Already the army’s oldest helicopter still in production, the service wants to continue operating the Boeing tandem-rotor helicopter beyond 2060, or 99 years after Frank Piasecki’s heavy-lifter achieved first flight.
The latest Chinook model – the CH-47F – entered production a decade ago adding a more powerful version of the Honeywell T55 engine, a single-piece airframe, a glass cockpit and digital flight controls.
Over time, the CH-47F could become more powerful and even longer, but in the near-term the army wants to extract more lifting capability and range from the existing powerplant and airframe.
A development contract for a Block 2 version of the CH-47F could be awarded in Fiscal 2017, with remanufactured airframes starting to roll off Boeing’s assembly line near Philadelphia beginning in 2020, Col Rob Barrie, CH-47 project manager, says in an interview.
The Block 2 upgrade should raise the maximum take-off weight of the CH-47F by 8% to 24,500kg (54,000lb). At the same time, the army will reduce weight by about 90kg by consolidating a main fuel tank and two auxiliary fuel tanks into two tanks, one on each side of the aircraft.
As the weight of the aircraft increases, the outdated airfoils of the rotor blades could be replaced by composite blades featuring modern design techniques, including swept leading edges, anhedral tips and better aerodynamic shaping, Barrie says.
The existing T55-714A engine is likely to remain the standard through Block 2, but the army could boost the power capacity of the transmission and drive train to eventually accept a new engine, he says.

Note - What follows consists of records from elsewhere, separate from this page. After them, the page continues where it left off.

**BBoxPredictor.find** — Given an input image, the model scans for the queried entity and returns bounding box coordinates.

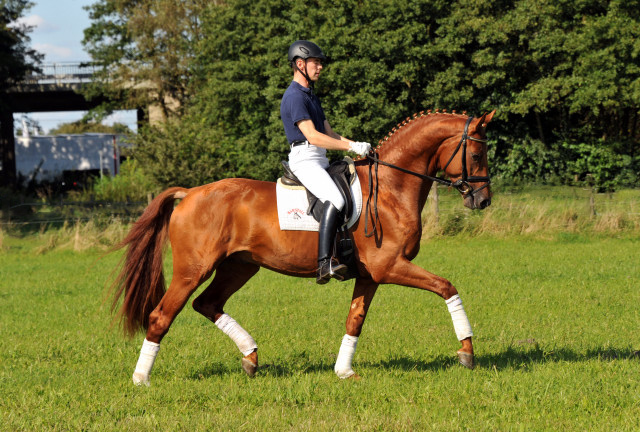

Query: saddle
[280,156,356,227]
[280,156,359,280]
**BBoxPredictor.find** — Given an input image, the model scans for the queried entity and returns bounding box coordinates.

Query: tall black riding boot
[316,201,348,284]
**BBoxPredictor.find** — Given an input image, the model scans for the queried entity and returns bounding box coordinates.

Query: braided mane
[355,109,467,160]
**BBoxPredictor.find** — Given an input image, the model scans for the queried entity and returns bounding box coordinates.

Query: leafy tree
[88,0,640,189]
[83,0,209,118]
[50,119,133,135]
[132,0,447,184]
[0,0,42,98]
[0,0,42,184]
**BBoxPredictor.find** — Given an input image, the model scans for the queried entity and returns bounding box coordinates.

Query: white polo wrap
[333,334,358,379]
[445,294,473,340]
[216,314,258,356]
[133,338,160,386]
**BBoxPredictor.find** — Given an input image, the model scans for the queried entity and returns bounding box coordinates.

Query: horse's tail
[111,187,187,336]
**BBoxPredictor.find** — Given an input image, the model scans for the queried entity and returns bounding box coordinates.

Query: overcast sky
[14,0,136,133]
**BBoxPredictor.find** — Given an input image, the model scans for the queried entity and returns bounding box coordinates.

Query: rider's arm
[297,120,351,151]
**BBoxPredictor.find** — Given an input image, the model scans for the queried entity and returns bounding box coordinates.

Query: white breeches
[289,160,345,210]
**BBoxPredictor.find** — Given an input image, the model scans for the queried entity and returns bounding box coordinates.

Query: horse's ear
[476,110,496,131]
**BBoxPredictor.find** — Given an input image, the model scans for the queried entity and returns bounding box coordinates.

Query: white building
[15,133,130,182]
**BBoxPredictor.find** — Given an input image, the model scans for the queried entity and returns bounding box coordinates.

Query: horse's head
[439,110,495,209]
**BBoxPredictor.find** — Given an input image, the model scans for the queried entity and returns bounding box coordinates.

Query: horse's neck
[378,114,452,175]
[378,114,455,213]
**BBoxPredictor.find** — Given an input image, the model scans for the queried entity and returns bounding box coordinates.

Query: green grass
[0,232,640,431]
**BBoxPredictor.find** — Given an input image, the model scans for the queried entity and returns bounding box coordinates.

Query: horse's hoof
[133,372,151,387]
[458,351,476,369]
[242,357,258,378]
[345,373,362,381]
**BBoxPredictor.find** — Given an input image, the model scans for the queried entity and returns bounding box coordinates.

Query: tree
[91,0,640,189]
[0,0,42,184]
[132,0,448,185]
[83,0,208,119]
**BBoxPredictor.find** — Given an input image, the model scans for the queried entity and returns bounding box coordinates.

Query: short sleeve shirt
[280,81,326,143]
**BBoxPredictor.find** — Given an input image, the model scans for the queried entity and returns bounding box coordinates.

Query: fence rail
[22,62,98,85]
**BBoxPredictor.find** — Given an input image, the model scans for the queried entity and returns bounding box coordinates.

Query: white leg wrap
[216,314,258,356]
[446,294,473,340]
[333,335,358,379]
[133,339,160,386]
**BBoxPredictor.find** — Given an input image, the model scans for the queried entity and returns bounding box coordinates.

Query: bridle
[364,117,491,237]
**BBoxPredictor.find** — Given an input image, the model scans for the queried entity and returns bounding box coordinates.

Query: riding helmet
[289,40,327,63]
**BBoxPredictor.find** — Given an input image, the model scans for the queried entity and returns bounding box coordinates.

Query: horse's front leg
[371,260,475,369]
[334,278,378,379]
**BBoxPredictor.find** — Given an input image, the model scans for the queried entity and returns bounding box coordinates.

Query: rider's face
[307,57,323,81]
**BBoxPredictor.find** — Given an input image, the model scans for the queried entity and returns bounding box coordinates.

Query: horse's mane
[376,109,467,148]
[355,108,467,161]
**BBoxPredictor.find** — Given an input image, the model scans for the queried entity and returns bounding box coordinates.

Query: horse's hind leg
[334,278,378,379]
[193,257,260,377]
[133,272,202,386]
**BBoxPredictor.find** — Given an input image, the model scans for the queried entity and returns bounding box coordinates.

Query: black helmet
[289,41,327,63]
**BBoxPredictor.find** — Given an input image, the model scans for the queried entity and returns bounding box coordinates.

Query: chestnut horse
[113,111,495,385]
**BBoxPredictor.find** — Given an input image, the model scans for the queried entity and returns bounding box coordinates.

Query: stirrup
[316,258,348,285]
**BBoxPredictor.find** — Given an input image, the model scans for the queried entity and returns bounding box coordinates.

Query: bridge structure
[0,62,141,186]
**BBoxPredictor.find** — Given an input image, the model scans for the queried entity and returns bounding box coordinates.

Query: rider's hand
[349,141,371,156]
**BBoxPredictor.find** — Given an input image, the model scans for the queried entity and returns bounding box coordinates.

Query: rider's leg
[291,161,347,284]
[316,201,347,284]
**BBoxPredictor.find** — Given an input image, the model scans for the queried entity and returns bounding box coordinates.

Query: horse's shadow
[359,345,640,372]
[191,344,640,379]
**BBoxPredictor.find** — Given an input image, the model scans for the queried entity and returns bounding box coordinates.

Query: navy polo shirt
[280,81,326,143]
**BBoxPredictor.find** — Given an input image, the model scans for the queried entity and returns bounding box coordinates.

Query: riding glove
[349,141,371,156]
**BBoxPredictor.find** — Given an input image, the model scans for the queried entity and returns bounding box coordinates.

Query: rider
[280,40,371,284]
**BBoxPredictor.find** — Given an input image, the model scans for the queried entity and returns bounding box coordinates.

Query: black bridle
[364,117,491,237]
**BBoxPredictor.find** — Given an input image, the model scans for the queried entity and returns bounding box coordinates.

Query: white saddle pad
[276,175,362,231]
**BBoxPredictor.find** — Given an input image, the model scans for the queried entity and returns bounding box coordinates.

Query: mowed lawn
[0,234,640,431]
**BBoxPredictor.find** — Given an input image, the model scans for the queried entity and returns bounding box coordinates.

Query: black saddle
[280,158,355,225]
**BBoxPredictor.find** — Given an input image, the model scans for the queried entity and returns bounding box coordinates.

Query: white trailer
[15,133,129,183]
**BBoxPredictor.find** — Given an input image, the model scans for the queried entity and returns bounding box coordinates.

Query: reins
[364,117,491,237]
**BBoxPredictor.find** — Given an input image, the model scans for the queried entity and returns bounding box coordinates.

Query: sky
[14,0,136,133]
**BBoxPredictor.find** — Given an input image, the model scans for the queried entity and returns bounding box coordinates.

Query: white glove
[349,141,371,156]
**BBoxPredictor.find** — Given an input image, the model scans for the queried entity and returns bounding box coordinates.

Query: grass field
[0,232,640,431]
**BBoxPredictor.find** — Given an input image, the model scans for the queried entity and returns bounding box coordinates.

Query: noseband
[364,117,491,237]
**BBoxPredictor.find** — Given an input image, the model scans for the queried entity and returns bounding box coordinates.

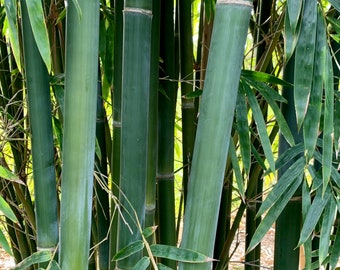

The army is funding early development of the 6,000shp-class future affordable turbine engine (FATE). That engine – or perhaps FATE technologies inserted into the T55 – could form the basis for a Block 3 upgrade programme to launch after 2025, Barrie says.
More ambitious concepts under review for Block 3 include increasing the length of the CH-47F fuselage by inserting plugs in the airframe, Barrie says.
The army’s Future Vertical Lift (FVL) programme proposes to replace the sub-175kt, army helicopter fleet with a new generation of 220kt-or-faster rotorcraft with enough range to self-deploy anywhere in the world. That concept is initially aimed at replacing the army’s medium-lift helicopters, leaving the Chinook fleet to operate for several decades.
Although Boeing has toyed with concepts for high-speed Chinook designs for decades, the army for the moment is content with the 175kt maximum speed of the CH-47F, Barrie says.